VIOLÊNCIA OBSTÉTRICA: A CULTURA DE SUA NORMATIZAÇÃO E SEUS IMPACTOS JURÍDICOS-SOCIAIS DENTRO DO ESTADO DEMOCRÁTICO DE DIREITO

Autores/as

  • Maria Thaianne Pereira da Silva Centro Universitário Inta - UNINTA
  • Helaine Magalhães Medeiros Ibiapina Universidad Museo Social Argentino
  • Wládia Fernandes Da Rocha Solano
  • Ana Thaís Rocha Soares  Universitário INTA (UNINTA)
  • Thays do Nascimento Fialho Centro Universitário Inta - UNINTA
  • Iana Maria Ferreira Quariguasi Aragão MUST University

DOI:

https://doi.org/10.51891/rease.v12i8.29402

Palabras clave:

violência obstétrica. cultura da normatização. violência de gênero. estado democrático de direito. dignidade da pessoa humana.

Resumen

Resumo: O presente artigo realizará análise dos fatores que envolvem e caracterizam a violência obstétrica no Brasil, principalmente no que tange sua cultura que a normatizou no meio social, realizando a investigação aprofundada de seus impactos jurídicos-sociais nos fundamentos dentro do Estado Democrático de Direito.
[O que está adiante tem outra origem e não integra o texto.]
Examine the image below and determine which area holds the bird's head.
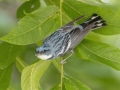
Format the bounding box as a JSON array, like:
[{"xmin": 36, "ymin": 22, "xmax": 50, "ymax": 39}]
[{"xmin": 35, "ymin": 44, "xmax": 52, "ymax": 60}]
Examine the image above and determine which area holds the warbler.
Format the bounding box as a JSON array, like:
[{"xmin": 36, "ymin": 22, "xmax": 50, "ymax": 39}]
[{"xmin": 36, "ymin": 14, "xmax": 106, "ymax": 63}]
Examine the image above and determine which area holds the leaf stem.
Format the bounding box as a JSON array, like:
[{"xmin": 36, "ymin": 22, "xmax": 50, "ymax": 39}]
[
  {"xmin": 60, "ymin": 0, "xmax": 64, "ymax": 90},
  {"xmin": 60, "ymin": 64, "xmax": 64, "ymax": 90}
]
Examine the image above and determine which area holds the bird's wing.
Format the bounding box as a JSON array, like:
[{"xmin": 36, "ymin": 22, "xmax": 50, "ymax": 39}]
[
  {"xmin": 59, "ymin": 15, "xmax": 85, "ymax": 31},
  {"xmin": 69, "ymin": 24, "xmax": 94, "ymax": 49}
]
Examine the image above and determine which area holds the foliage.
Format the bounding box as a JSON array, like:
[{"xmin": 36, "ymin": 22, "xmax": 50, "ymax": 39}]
[{"xmin": 0, "ymin": 0, "xmax": 120, "ymax": 90}]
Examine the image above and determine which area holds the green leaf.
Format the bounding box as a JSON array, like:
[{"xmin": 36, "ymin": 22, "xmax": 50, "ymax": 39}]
[
  {"xmin": 63, "ymin": 0, "xmax": 120, "ymax": 35},
  {"xmin": 50, "ymin": 85, "xmax": 61, "ymax": 90},
  {"xmin": 0, "ymin": 42, "xmax": 22, "ymax": 69},
  {"xmin": 16, "ymin": 0, "xmax": 40, "ymax": 18},
  {"xmin": 44, "ymin": 0, "xmax": 60, "ymax": 7},
  {"xmin": 0, "ymin": 64, "xmax": 13, "ymax": 90},
  {"xmin": 21, "ymin": 60, "xmax": 51, "ymax": 90},
  {"xmin": 16, "ymin": 57, "xmax": 27, "ymax": 72},
  {"xmin": 1, "ymin": 6, "xmax": 59, "ymax": 45},
  {"xmin": 76, "ymin": 40, "xmax": 120, "ymax": 70},
  {"xmin": 64, "ymin": 76, "xmax": 91, "ymax": 90}
]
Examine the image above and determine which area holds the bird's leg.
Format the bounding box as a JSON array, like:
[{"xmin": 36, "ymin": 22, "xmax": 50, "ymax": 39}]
[{"xmin": 60, "ymin": 50, "xmax": 74, "ymax": 64}]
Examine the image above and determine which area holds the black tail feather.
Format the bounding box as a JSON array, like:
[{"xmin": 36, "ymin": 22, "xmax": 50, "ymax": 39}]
[{"xmin": 80, "ymin": 14, "xmax": 106, "ymax": 30}]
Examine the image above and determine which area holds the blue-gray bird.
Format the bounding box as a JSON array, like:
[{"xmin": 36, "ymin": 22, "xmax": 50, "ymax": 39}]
[{"xmin": 36, "ymin": 14, "xmax": 106, "ymax": 62}]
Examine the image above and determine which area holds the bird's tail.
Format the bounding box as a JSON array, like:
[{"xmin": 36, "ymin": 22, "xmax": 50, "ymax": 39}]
[{"xmin": 80, "ymin": 14, "xmax": 106, "ymax": 30}]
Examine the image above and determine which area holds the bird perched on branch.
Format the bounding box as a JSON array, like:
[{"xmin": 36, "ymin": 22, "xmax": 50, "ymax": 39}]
[{"xmin": 36, "ymin": 14, "xmax": 106, "ymax": 63}]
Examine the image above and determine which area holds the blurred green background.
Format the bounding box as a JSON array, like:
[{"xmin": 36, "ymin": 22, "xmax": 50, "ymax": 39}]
[{"xmin": 0, "ymin": 0, "xmax": 120, "ymax": 90}]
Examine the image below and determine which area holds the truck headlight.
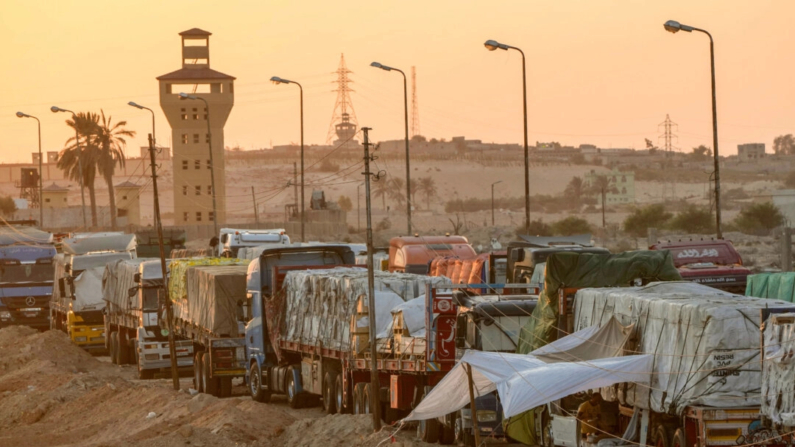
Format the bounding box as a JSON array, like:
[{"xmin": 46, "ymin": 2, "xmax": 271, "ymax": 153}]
[{"xmin": 478, "ymin": 410, "xmax": 497, "ymax": 422}]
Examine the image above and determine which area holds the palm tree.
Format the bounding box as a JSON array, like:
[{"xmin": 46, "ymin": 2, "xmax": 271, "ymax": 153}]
[
  {"xmin": 589, "ymin": 175, "xmax": 618, "ymax": 228},
  {"xmin": 563, "ymin": 177, "xmax": 586, "ymax": 206},
  {"xmin": 387, "ymin": 177, "xmax": 406, "ymax": 208},
  {"xmin": 94, "ymin": 110, "xmax": 135, "ymax": 230},
  {"xmin": 373, "ymin": 176, "xmax": 389, "ymax": 211},
  {"xmin": 56, "ymin": 112, "xmax": 99, "ymax": 227},
  {"xmin": 412, "ymin": 176, "xmax": 436, "ymax": 210}
]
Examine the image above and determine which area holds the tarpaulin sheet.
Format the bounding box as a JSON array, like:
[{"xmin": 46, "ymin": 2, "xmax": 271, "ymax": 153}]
[
  {"xmin": 102, "ymin": 258, "xmax": 153, "ymax": 314},
  {"xmin": 173, "ymin": 265, "xmax": 248, "ymax": 337},
  {"xmin": 168, "ymin": 258, "xmax": 250, "ymax": 301},
  {"xmin": 516, "ymin": 251, "xmax": 682, "ymax": 354},
  {"xmin": 574, "ymin": 282, "xmax": 795, "ymax": 415},
  {"xmin": 404, "ymin": 351, "xmax": 654, "ymax": 421},
  {"xmin": 745, "ymin": 272, "xmax": 795, "ymax": 303},
  {"xmin": 265, "ymin": 267, "xmax": 449, "ymax": 360},
  {"xmin": 759, "ymin": 313, "xmax": 795, "ymax": 431}
]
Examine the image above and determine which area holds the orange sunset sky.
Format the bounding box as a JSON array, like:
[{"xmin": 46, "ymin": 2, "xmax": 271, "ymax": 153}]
[{"xmin": 0, "ymin": 0, "xmax": 795, "ymax": 162}]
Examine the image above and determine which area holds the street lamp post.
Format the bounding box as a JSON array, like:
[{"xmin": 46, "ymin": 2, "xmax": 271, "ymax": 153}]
[
  {"xmin": 663, "ymin": 20, "xmax": 723, "ymax": 239},
  {"xmin": 370, "ymin": 62, "xmax": 411, "ymax": 236},
  {"xmin": 180, "ymin": 93, "xmax": 218, "ymax": 237},
  {"xmin": 271, "ymin": 76, "xmax": 306, "ymax": 242},
  {"xmin": 127, "ymin": 101, "xmax": 157, "ymax": 227},
  {"xmin": 491, "ymin": 180, "xmax": 502, "ymax": 227},
  {"xmin": 484, "ymin": 40, "xmax": 530, "ymax": 234},
  {"xmin": 17, "ymin": 112, "xmax": 44, "ymax": 228},
  {"xmin": 50, "ymin": 106, "xmax": 88, "ymax": 228}
]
O escopo partirá da premissa de que, a violência obstétrica é fruto não só de um ato isolado, mas sim, da continuação de uma violência de gênero que é datada historicamente, enraizada sob fundamentos patriarcais. Historicamente, sempre existiu o pensamento de que a mulher, detinha o papel de procriação e de trabalho doméstico, a retirando de papéis importantes na sociedade e dentro de seu próprio lar. O trabalho sustenta a tese de que a violência foi normatizada pela práxis médica tecnocrática (FOUCAULT, 1979). O objetivo é realizar a demonstração de como essa cultura da normatização corrói e corrobora para a desconstitucionalização e violação de garantias primordiais da mulher, como a dignidade da pessoa humana. Mesmo após avanços legislativos, como a Lei Maria da Penha e protocolos criados na esfera cível, como a responsabilização dos profissionais de saúde que cometem esses atos, a falta de tipificação penal e a cultura da normatização atrapalham na erradicação da violência obstétrica. Dessa forma, espera-se demonstrar que a normatização dessa violência que anda lado a lado com a violência de gênero, contamina todo o sistema judiciário, ao passo que perpetua a impunidade desses atos lesivos a mulher parturiente.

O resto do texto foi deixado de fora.